UFRJ/HUCFF - Hospital Universitário Clementino Fraga Filho (RJ) — Prova 2020
No terceiro mês de seguimento pós esvaziamento uterino por mola hidatiforme, a paciente em seguimento clínico regular em Centro de Referência evolui com os seguintes valores consecutivos de beta HCG: 129 UI/L; 64 UI/L; 1,9UI/L. A interpretação correta destes resultados indicam:
Queda progressiva de beta HCG até níveis normais pós mola = remissão espontânea.

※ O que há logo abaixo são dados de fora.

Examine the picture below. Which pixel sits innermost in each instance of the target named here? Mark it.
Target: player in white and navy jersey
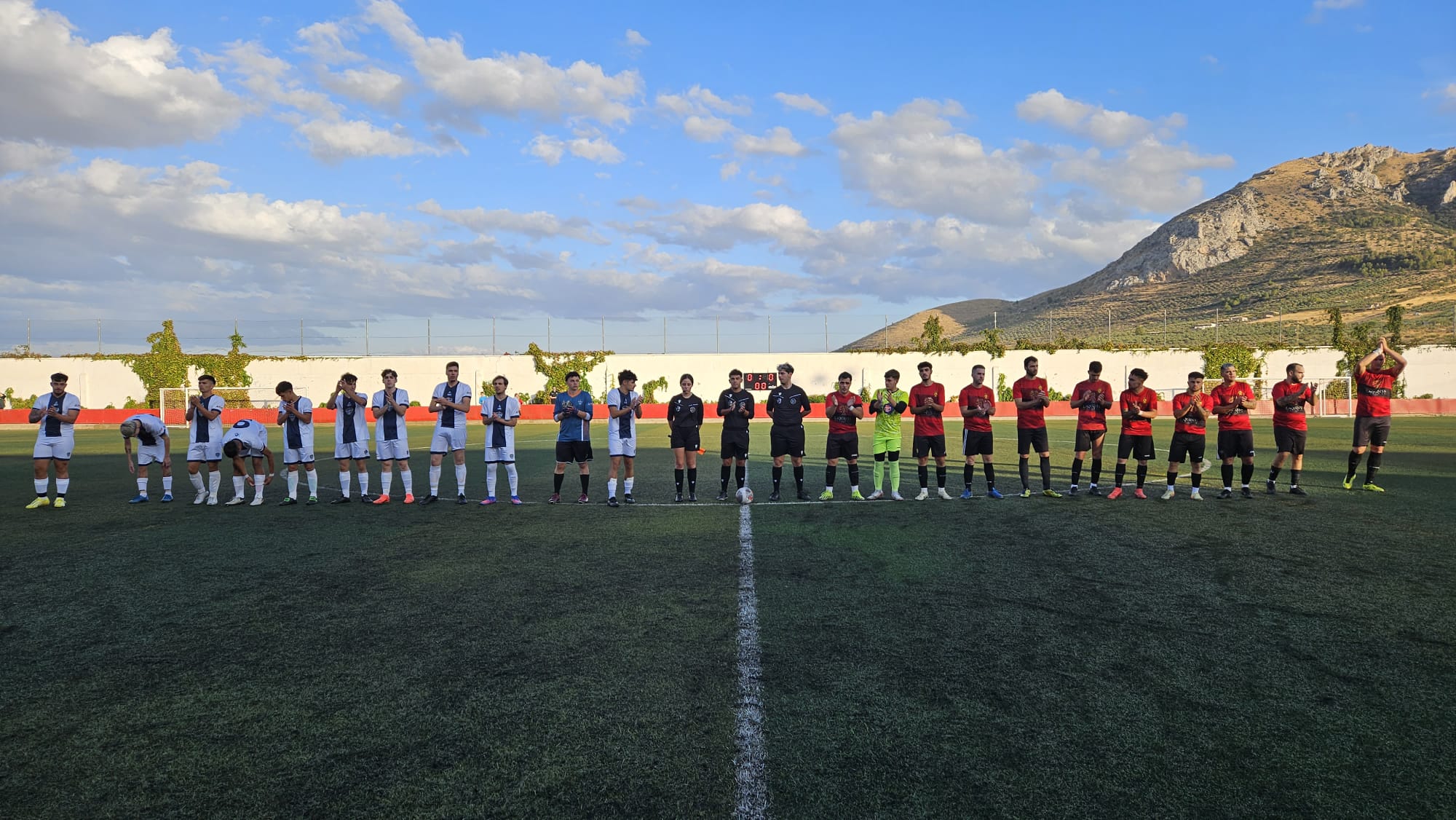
(500, 413)
(452, 401)
(205, 419)
(624, 411)
(56, 414)
(248, 439)
(154, 445)
(296, 419)
(392, 438)
(350, 435)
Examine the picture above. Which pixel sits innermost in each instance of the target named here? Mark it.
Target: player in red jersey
(1192, 411)
(1091, 400)
(928, 403)
(1139, 406)
(1233, 403)
(978, 407)
(1375, 384)
(1033, 400)
(1291, 427)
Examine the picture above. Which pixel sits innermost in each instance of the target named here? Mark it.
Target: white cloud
(778, 142)
(917, 159)
(509, 85)
(127, 91)
(803, 103)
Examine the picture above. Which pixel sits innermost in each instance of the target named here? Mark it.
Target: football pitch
(1072, 658)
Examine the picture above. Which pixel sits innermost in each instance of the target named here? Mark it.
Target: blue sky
(385, 159)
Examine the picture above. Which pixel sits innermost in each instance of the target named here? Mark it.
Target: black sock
(1374, 467)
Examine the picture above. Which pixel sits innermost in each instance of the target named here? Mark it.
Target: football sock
(1372, 467)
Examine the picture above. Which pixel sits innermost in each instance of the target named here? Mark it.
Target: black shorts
(1088, 439)
(786, 441)
(1289, 441)
(570, 452)
(1187, 448)
(687, 438)
(1138, 448)
(1372, 430)
(978, 443)
(842, 446)
(1235, 443)
(925, 446)
(736, 445)
(1032, 441)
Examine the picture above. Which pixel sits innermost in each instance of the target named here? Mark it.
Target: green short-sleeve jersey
(887, 425)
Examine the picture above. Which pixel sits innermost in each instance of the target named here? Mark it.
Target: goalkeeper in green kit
(887, 407)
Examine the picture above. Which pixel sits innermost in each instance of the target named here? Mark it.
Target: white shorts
(392, 451)
(448, 441)
(205, 452)
(59, 449)
(296, 457)
(149, 454)
(352, 451)
(500, 457)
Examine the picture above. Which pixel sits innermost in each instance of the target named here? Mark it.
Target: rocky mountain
(1361, 231)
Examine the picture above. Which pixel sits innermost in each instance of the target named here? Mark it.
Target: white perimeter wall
(101, 384)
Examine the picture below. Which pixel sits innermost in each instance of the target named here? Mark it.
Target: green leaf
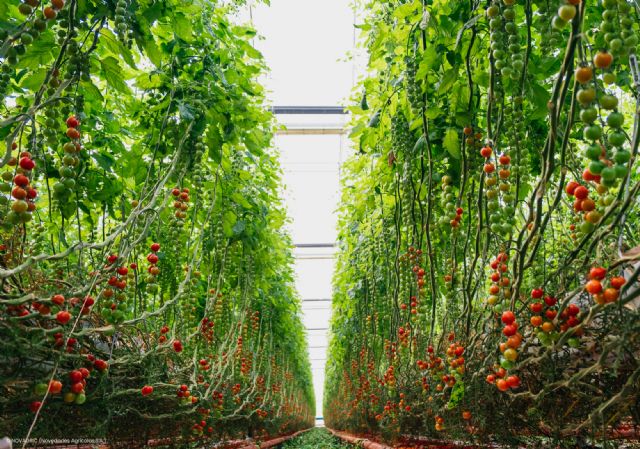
(39, 53)
(34, 80)
(182, 26)
(229, 220)
(112, 73)
(451, 143)
(116, 47)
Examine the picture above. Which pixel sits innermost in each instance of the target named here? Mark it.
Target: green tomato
(593, 132)
(608, 102)
(621, 171)
(615, 120)
(589, 115)
(81, 399)
(608, 173)
(609, 78)
(622, 157)
(596, 167)
(593, 152)
(616, 139)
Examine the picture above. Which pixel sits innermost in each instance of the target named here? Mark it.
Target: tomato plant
(523, 115)
(142, 240)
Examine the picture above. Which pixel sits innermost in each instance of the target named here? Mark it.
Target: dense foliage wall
(146, 281)
(487, 284)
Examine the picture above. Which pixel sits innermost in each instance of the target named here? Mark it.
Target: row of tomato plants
(146, 282)
(487, 285)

A queda progressiva dos níveis de beta HCG após o esvaziamento uterino por mola hidatiforme, atingindo valores abaixo de 5 UI/L (considerado negativo ou normal), indica remissão espontânea da doença, sem evidência de persistência ou evolução para neoplasia trofoblástica gestacional.

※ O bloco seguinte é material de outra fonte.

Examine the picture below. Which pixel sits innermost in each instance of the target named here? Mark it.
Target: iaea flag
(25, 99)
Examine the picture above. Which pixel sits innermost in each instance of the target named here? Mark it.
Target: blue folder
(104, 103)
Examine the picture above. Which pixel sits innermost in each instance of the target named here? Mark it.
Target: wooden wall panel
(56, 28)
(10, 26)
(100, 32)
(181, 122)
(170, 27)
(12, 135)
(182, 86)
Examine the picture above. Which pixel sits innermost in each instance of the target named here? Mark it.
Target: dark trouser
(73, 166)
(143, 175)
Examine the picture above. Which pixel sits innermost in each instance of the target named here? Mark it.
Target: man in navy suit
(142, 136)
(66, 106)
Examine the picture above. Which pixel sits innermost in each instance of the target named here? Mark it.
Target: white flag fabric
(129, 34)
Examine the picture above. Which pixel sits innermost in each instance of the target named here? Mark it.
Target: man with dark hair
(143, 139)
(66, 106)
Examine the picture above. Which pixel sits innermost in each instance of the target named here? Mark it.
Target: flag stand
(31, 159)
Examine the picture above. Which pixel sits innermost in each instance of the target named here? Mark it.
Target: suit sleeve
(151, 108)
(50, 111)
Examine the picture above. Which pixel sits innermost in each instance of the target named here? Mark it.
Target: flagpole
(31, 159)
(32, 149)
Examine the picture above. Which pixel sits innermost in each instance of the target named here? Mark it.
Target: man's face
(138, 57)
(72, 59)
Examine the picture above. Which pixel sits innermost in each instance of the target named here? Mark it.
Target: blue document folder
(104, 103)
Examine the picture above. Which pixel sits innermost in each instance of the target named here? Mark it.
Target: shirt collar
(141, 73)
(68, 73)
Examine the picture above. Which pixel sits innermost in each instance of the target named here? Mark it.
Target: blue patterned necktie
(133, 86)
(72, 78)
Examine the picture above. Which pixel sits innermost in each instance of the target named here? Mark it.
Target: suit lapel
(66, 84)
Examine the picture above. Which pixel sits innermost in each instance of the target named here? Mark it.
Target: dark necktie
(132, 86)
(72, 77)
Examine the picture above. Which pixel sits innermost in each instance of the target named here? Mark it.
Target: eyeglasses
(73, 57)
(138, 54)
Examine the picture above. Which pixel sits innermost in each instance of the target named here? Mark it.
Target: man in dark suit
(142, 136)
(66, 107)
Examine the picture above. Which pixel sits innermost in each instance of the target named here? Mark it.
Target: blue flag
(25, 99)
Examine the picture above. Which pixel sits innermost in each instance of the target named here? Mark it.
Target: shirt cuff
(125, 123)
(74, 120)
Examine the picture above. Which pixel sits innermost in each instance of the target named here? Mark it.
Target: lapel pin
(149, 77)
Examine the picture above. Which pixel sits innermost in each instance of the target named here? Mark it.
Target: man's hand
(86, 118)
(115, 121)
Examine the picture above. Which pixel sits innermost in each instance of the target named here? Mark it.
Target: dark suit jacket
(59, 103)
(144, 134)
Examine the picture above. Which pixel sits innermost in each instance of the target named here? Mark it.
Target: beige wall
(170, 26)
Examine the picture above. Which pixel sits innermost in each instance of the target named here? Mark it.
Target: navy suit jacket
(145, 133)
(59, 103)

A mola hidatiforme é a forma mais comum de doença trofoblástica gestacional (DTG), caracterizada por uma proliferação anormal do trofoblasto. Após o diagnóstico e o esvaziamento uterino, o seguimento rigoroso é crucial devido ao risco de persistência da doença ou de evolução para neoplasia trofoblástica gestacional (NTG), uma forma maligna da DTG. O principal marcador para esse seguimento é o beta HCG sérico. O protocolo de seguimento envolve a dosagem semanal do beta HCG até a sua normalização (geralmente < 5 UI/L) por três semanas consecutivas, e então mensalmente por um período que varia de 6 a 12 meses, dependendo do tipo de mola e do risco individual. A queda progressiva e contínua dos níveis de beta HCG, como observado na questão (129 → 64 → 1,9 UI/L), é o cenário esperado e indica uma remissão espontânea da doença. A remissão espontânea significa que não há evidência de doença trofoblástica persistente e que a paciente está curada. Por outro lado, a persistência da doença ou o desenvolvimento de NTG seriam indicados por níveis de HCG em platô, aumento dos níveis ou detecção de HCG após seis meses do esvaziamento. É fundamental que os residentes compreendam a importância do seguimento do beta HCG para o manejo adequado das pacientes com mola hidatiforme e a identificação precoce de complicações.
O objetivo principal é monitorar os níveis de beta HCG para detectar precocemente a persistência da doença trofoblástica ou a evolução para neoplasia trofoblástica gestacional (NTG), permitindo intervenção imediata.
A remissão espontânea é indicada pela queda progressiva dos níveis de beta HCG até atingir valores normais (<5 UI/L) e sua manutenção por pelo menos três semanas consecutivas.
A suspeita de NTG surge se os níveis de beta HCG não caírem adequadamente, permanecerem em platô por três semanas, aumentarem em duas dosagens consecutivas ou se houver detecção de HCG seis meses após o esvaziamento.